A graph showing an example of a correlation calculation result of the flowchart A flowchart
explaining an operation procedure of the portable terminal device of the first embodiment A
block diagram showing an internal configuration of a voice processing unit of the portable
terminal device of the second embodiment Around the volume level Flowchart illustrating the
operation procedure of the portable terminal device of the second embodiment graph showing
one example of a number of properties
[0014]
Hereinafter, each embodiment of a portable terminal device according to the present invention
will be described with reference to the drawings.

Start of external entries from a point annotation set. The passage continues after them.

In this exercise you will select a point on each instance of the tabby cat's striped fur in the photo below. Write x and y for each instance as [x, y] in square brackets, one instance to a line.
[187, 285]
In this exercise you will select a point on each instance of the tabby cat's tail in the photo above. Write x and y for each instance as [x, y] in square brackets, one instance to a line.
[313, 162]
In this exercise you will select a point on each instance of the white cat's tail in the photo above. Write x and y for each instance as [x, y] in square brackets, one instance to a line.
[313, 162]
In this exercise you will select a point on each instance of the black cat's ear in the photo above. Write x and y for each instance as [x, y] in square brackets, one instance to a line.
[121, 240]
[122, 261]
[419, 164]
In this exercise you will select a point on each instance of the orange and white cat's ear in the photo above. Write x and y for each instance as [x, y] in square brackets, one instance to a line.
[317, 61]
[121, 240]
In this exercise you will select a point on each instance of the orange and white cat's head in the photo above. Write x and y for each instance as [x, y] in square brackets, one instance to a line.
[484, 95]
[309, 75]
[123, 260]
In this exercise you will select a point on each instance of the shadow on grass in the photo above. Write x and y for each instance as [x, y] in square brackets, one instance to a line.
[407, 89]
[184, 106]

The mobile terminal device of each embodiment is, for example, a mobile phone, a smartphone, a
tablet terminal, or a PDA (Personal Digital Assistant).
[0015]
In the following embodiments, as an example of usage of the mobile terminal device according to
11-04-2019
4
the present invention, for example, a situation in which the mobile terminal device is used in a
video conference in a company will be described.
That is, in the video conference, for example, participants of the video conference individually
use the portable terminal devices of the respective embodiments.
However, the usage method of the portable terminal device of each embodiment is not limited to
the usage form in each of the following embodiments.
[0016]
The present invention can also be expressed as an audio processing method having each
operation (step) performed by the mobile terminal device.
Furthermore, according to the present invention, each operation (step) performed by the mobile
terminal device as a computer is implemented by a processor (for example, a central processing
unit (CPU), a micro processing unit (MPU), a digital signal processor DSP) incorporated in the
mobile terminal device. It may be expressed as a program for making it execute.
[0017]
First Embodiment First, before describing the detailed internal configuration of the mobile
terminal device 10 according to the first embodiment, an outline of the operation of the mobile
terminal device 10 will be described with reference to FIGS. 1A and 1B. A brief explanation is
given using.
[0018]
FIG. 1A is an external view of the mobile terminal device 10 according to the first embodiment.
FIG. 1 (B) is an explanatory view showing a state of a video conference using the mobile terminal
device 10 of the first embodiment.
11-04-2019
5
The mobile terminal device 10 and another mobile terminal device (hereinafter, referred to as
“television conference partner terminal”) used by each participant of the video conference are
mutually connected via the network NW.
[0019]
The portable terminal device 10 outputs a voice spoken by another participant who uses the
video conference callee terminal 50 and the microphone 11 that picks up the voice spoken by
the user of the mobile terminal device 10 (hereinafter, also simply referred to as “user”). The
system includes at least a speaker 12, a camera 13 for imaging a user, and a display 14 for
displaying video data (including image data, hereinafter the same) transmitted from the
teleconference counterpart terminal 50 (see FIG. 1A).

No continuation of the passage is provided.